Darüber hinaus stehen grundsätzlich der Polizei die Befugnisse der Nachrichtendienste nicht zu und umgekehrt. Dies auch deshalb nicht, weil Maßnahmen der Geheimdienste nicht an das Legalitätsprinzip gebunden sind und auch keiner richterlichen Kontrolle, etwa in Form des Erfordernisses einer entsprechenden vorherigen Genehmigung durch ein Gericht, wie es bei grundrechtsrelevanten strafprozessualen Massnahmen der Fall ist, unterliegen. Die Nachrichtendienste sammeln Informationen, ohne auf eine richterliche Genehmigung – wie etwa die ordentliche Polizei bei der Überwachung des Fernmeldeverkehrs – angewiesen zu sein.

Dies gilt erst Recht für Informationen ausländischer Nachrichtendienste.

Die Verwertung derartiger – auch grenzüberschreitend gewonnener – Erkenntnisse aus der Schattenwelt der Nachrichtendienste höhlt daher die gesetzliche Regelungskonzeption der Strafprozessordnung aus und stellt den Betroffenen insoweit gänzlich schutzlos. Dies führt im Zusammenspiel mit den bereits genannten weiteren Besonderheiten und dem bekannten Ungleichgewicht in diesem Bereich zwischen den Ressourcen der Strafverfolgungsbehörden und der Verteidigung im Ergebnis dazu, dass Verfahren nach § 129b StGB aus Sicht des Betroffenen bereits im Ansatz strukturell unfair sind und daher nicht mit Art. 6 EMRK (Grundsatz des fairen Verfahrens) in Einklang stehen. Das Ungleichgewicht zwischen dem staatlichen Verfolgungsanspruch auf der einen und den Rechten des Beschuldigten und seiner Verteidigung auf der anderen Seite tritt hier offen zu Tage.

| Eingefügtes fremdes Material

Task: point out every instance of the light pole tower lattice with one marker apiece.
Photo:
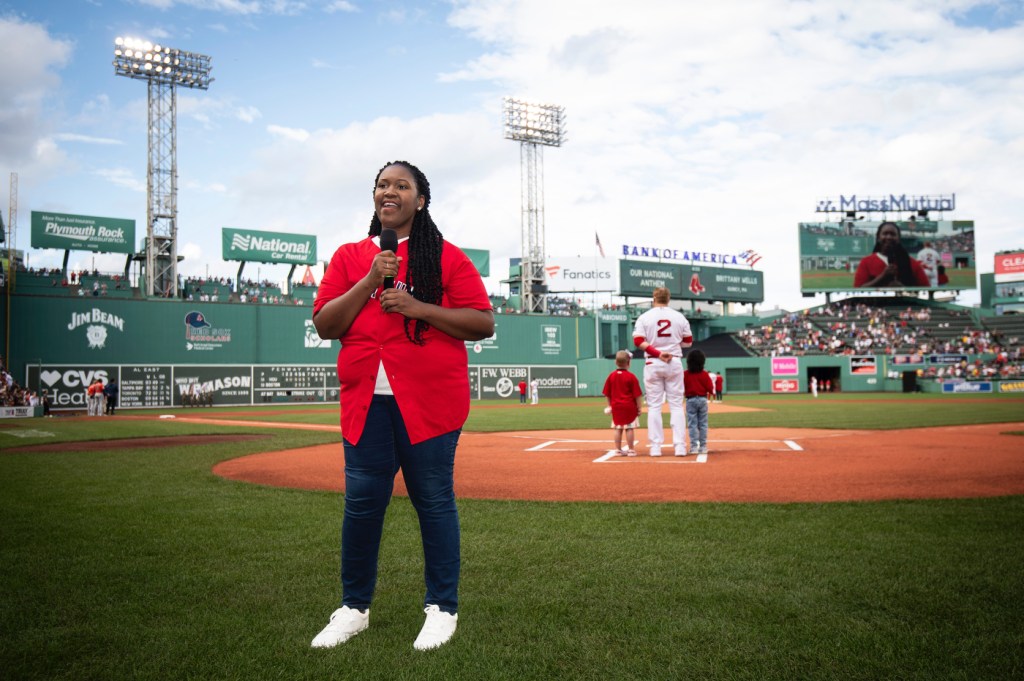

Eine engagierte Verteidigung muss die vorstehenden Gesichtspunkte daher zur Durchsetzung der Rechte des – überdies in der Regel unter verschärften Bedingungen inhaftierten – Betroffenen unermüdlich im Verfahren thematisieren und beanstanden. Der Rechtsstaat läuft hier zudem Gefahr unglaubwürdig zu werden und sich seiner eigenen Werte zu entledigen. Im Recht heiligt der Zweck nicht die Mittel.